Deskripsi Kalimat pada Karangan Siswa Kelas VIII A dan Kelas VIII B SMP Negeri 13 Jembe

RINGKASAN

 

Deskripsi Kalimat pada Karangan Siswa Kelas VIII A dan Kelas VIII B SMP Negeri 13 Jember; Holisandi Maria Oktavia; 090110201051; 2016; 85 halaman; Jurusan Sastra Indonesia, Fakultas Ilmu Budaya, Universitas Jember.

 

Kalimat adalah satuan bahasa terkecil yang terdiri atas klausa, mengungkapkan pikiran yang utuh, dapat berdiri sendiri, didahului huruf kapital, dan diakhiri dengan intonasi final sekurang-kurangnya memiliki subjek (S) dan predikat (P). Berdasarkan strukturnya, kalimat dapat dibedakan menjadi dua yaitu kalimat tunggal dan kalimat majemuk. Kalimat tunggal adalah kalimat yang terdiri atas satu klausa sedangkan kalimat majemuk adalah kalimat yang terdiri atas dua klausa atau lebih. Penggunaan kalimat masih belum sepenuhnya digunakan dengan baik. Dalam pembuatan karangan ini, banyak siswa yang menyusun kalimat hanya berupa deret kata. Dalam skripsi ini membahas tentang pendeskripsian kalimat tunggal dan kalimat majemuk pada karangan siswa SMP Negeri 13 Jember. Penelitian ini bertujuan mendeskripsikan kalimat tunggal dan kalimat majemuk pada karangan siswa SMP Negeri 13 Jember.

Penelitan dilakukan dalam tiga tahap. Pertama, tahap penyediaan data, metode yang digunakan untuk penyediaan data yaitu metode simak. Teknik dasar yang digunakan yaitu teknik sadap, teknik lanjutannya yaitu teknik catat, dan dilanjutkan dengan klasifikasi data sehingga menghasilkan data yang siap dianalisis. Kedua, tahap analisis data, metode yang digunakan untuk tahap analisis data yaitu metode agih. Teknik dasar metode agih yang digunakan yaitu teknik bagi unsur langsung (BUL). Teknik lanjutan yang digunakan yaitu teknik komparatif. Ketiga, tahap penyajian hasil analisis data yang digunakan adalah metode informal dan metode formal.

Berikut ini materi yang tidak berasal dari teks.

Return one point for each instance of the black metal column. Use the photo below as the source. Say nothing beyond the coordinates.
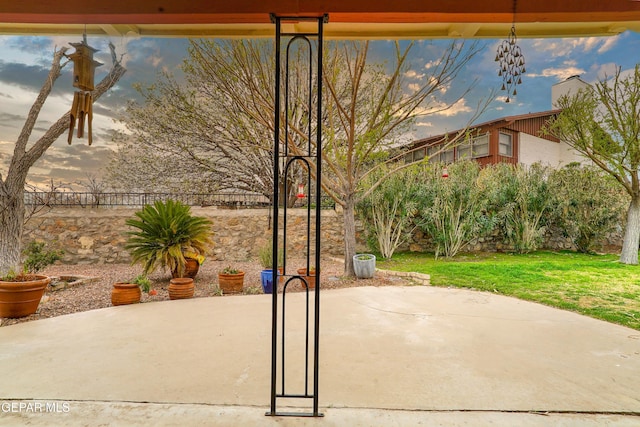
(307, 157)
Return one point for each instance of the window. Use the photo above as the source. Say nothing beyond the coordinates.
(445, 156)
(477, 147)
(414, 156)
(505, 145)
(480, 145)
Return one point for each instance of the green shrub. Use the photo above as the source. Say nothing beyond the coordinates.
(387, 211)
(589, 204)
(165, 231)
(521, 198)
(37, 258)
(453, 210)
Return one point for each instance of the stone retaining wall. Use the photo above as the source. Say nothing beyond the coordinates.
(97, 235)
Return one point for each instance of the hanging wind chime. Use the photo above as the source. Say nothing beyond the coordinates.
(84, 67)
(511, 61)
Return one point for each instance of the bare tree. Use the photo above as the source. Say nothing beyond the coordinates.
(603, 123)
(12, 185)
(221, 122)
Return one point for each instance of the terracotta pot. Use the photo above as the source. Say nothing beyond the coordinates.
(231, 283)
(310, 278)
(125, 293)
(190, 269)
(20, 299)
(181, 288)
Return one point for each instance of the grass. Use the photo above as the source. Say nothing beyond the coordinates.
(594, 285)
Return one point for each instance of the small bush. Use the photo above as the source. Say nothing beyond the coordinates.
(388, 210)
(589, 204)
(37, 258)
(521, 198)
(453, 210)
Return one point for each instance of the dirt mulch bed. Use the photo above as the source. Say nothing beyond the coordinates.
(96, 293)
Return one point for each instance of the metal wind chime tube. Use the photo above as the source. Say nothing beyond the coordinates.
(511, 61)
(284, 159)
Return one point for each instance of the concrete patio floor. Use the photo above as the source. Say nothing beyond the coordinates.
(389, 356)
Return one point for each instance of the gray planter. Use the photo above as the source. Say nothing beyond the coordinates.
(364, 265)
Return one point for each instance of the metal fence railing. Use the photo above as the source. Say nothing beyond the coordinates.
(88, 199)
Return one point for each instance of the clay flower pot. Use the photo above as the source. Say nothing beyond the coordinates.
(20, 298)
(231, 283)
(125, 293)
(181, 288)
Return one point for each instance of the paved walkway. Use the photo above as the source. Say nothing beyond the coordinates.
(391, 356)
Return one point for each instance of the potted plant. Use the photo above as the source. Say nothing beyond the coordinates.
(130, 292)
(364, 265)
(165, 232)
(20, 293)
(181, 288)
(309, 277)
(231, 280)
(265, 255)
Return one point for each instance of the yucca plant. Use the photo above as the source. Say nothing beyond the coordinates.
(165, 231)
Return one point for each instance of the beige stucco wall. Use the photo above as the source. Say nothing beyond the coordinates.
(534, 149)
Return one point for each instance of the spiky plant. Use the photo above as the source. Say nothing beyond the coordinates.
(165, 230)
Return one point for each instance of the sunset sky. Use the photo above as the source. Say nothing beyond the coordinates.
(25, 61)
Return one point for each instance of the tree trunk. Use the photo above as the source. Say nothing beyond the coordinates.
(349, 235)
(629, 253)
(12, 186)
(12, 220)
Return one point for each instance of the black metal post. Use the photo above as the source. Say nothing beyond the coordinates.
(309, 161)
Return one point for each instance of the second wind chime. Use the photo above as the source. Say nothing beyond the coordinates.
(84, 67)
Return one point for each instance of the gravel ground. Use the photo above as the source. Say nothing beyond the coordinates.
(97, 293)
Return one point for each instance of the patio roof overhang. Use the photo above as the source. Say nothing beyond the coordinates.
(348, 18)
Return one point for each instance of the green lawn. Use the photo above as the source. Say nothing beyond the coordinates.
(594, 285)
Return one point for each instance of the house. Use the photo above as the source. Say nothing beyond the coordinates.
(512, 139)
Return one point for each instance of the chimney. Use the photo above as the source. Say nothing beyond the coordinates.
(571, 85)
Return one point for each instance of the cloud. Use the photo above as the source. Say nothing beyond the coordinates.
(445, 110)
(29, 77)
(569, 69)
(424, 124)
(608, 45)
(412, 74)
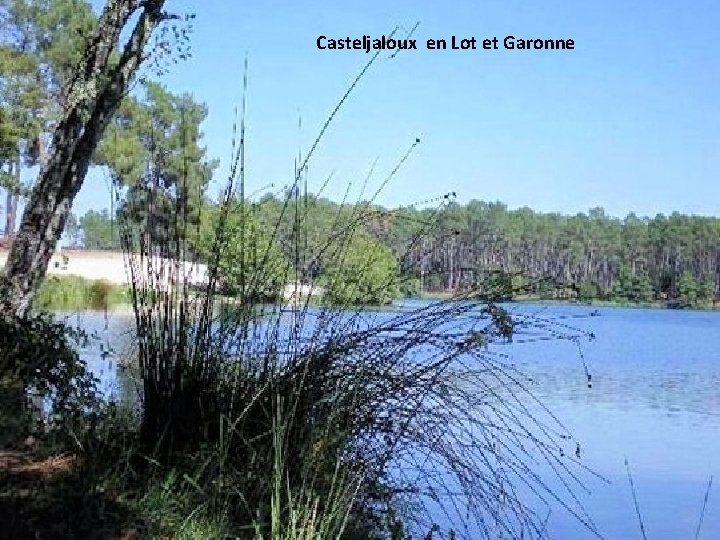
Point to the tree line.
(455, 248)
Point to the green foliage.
(75, 293)
(629, 287)
(154, 148)
(249, 261)
(687, 289)
(99, 230)
(361, 272)
(589, 291)
(706, 290)
(38, 355)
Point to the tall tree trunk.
(91, 99)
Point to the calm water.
(655, 400)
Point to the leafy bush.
(74, 293)
(361, 272)
(38, 358)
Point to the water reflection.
(655, 399)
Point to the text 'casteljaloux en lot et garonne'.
(367, 43)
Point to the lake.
(654, 400)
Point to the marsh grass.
(307, 422)
(77, 293)
(264, 421)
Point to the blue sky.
(629, 120)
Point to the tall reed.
(308, 421)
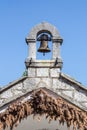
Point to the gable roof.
(42, 101)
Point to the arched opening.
(44, 46)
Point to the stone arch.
(41, 28)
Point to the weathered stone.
(69, 94)
(78, 96)
(30, 83)
(7, 94)
(31, 72)
(54, 72)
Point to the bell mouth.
(44, 50)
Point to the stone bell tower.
(44, 69)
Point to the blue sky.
(17, 17)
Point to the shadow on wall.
(38, 123)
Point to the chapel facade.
(45, 98)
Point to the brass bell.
(44, 43)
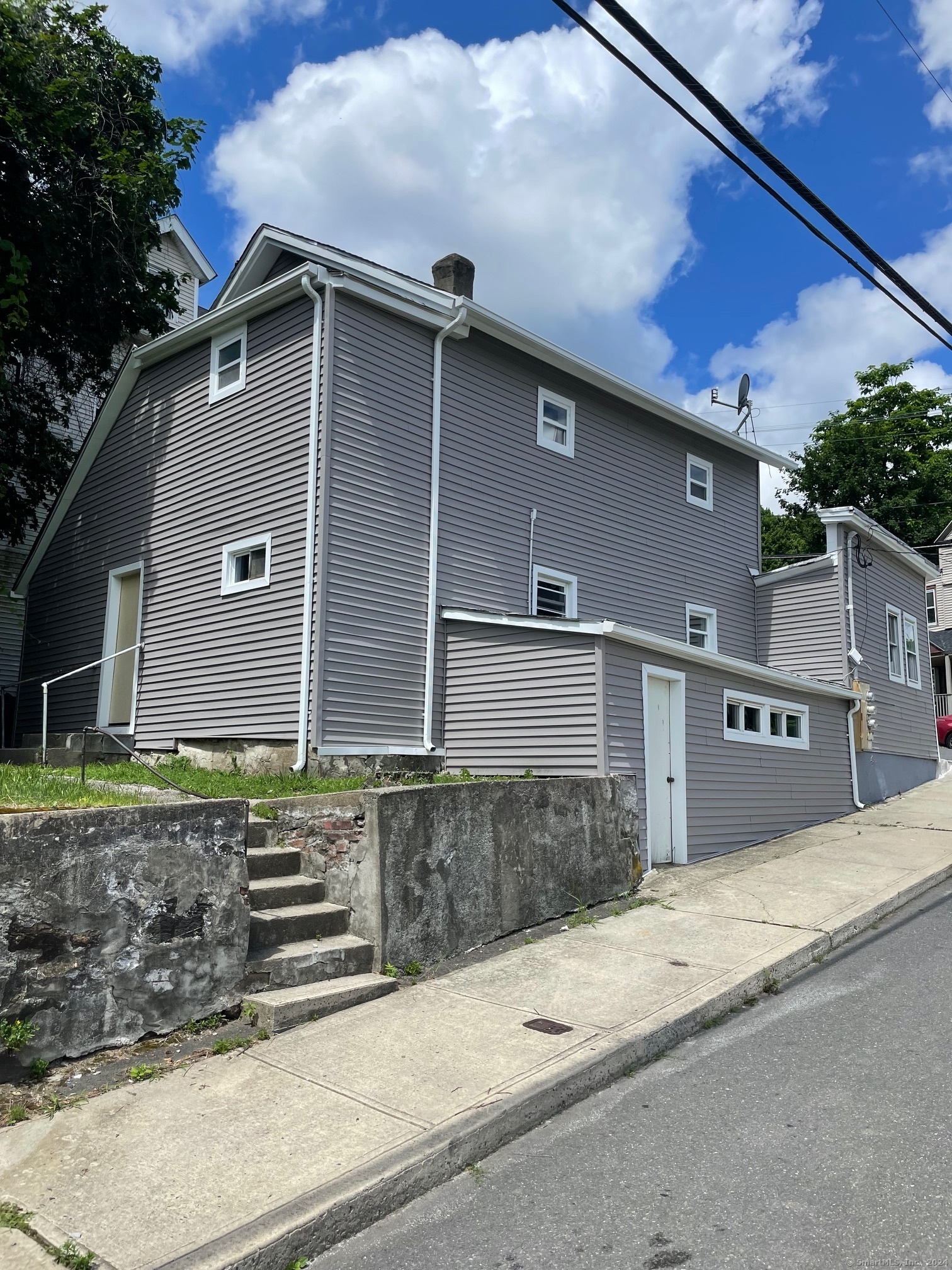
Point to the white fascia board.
(856, 520)
(201, 265)
(787, 571)
(427, 297)
(658, 644)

Hasil penelitian tentang deskripsi kalimat pada karangan siswa kelas VIII A dan kelas VIII B SMP Negeri 13 Jember sangat bervariasi. Variasi tersebut terdapat pada pola yang digunakan pada kalimat tunggal dan kata hubung yang digunakan pada kalimat majemuk. Pola-pola yang terdapat pada kalimat tunggal adalah: kalimat tunggal berpola SP, SPO, SPOK, SPK, SKPO, KSP, KSPO, KSPOK, dan KSPK. Subjek dan predikat yang digunakan pada kalimat tunggal berupa kata dan kata, kata dan frasa, frasa dan frasa, serta frasa dan kata. Objek dan keterangan berupa kata dan kata, kata dan frasa, frasa dan frasa, serta frasa dan kata. Kata hubung yang digunakan pada kalimat majemuk setara, yaitu dan, lalu, setelah itu, sesudah itu, tapi, dan sedangkan. Kata hubung yang digunakan pada kalimat majemuk bertingkat, yaitu kalimat majemuk bertingkat relasi waktu, relasi syarat, relasi keadaan, relasi penerangan, relasi tujuan, relasi sebab,relasi akibat, dan relasi perlawanan. Pada kalimat majemuk campuran terdapat beberapa kalimat majemuk setara dan kalimat majemuk bertingkat, yaitu Penggunaan satu kalimat majemuk setara dan satu kalimat majemuk bertingkat, penggunaan dua kalimat majemuk setara dan satu kalimat majemuk bertingkat, penggunaan satu kalimat majemuk setara dan dua kalimat majemuk bertingkat, serta penggunaan tiga kalimat majemuk setara dan satu kalimat majemuk bertingkat.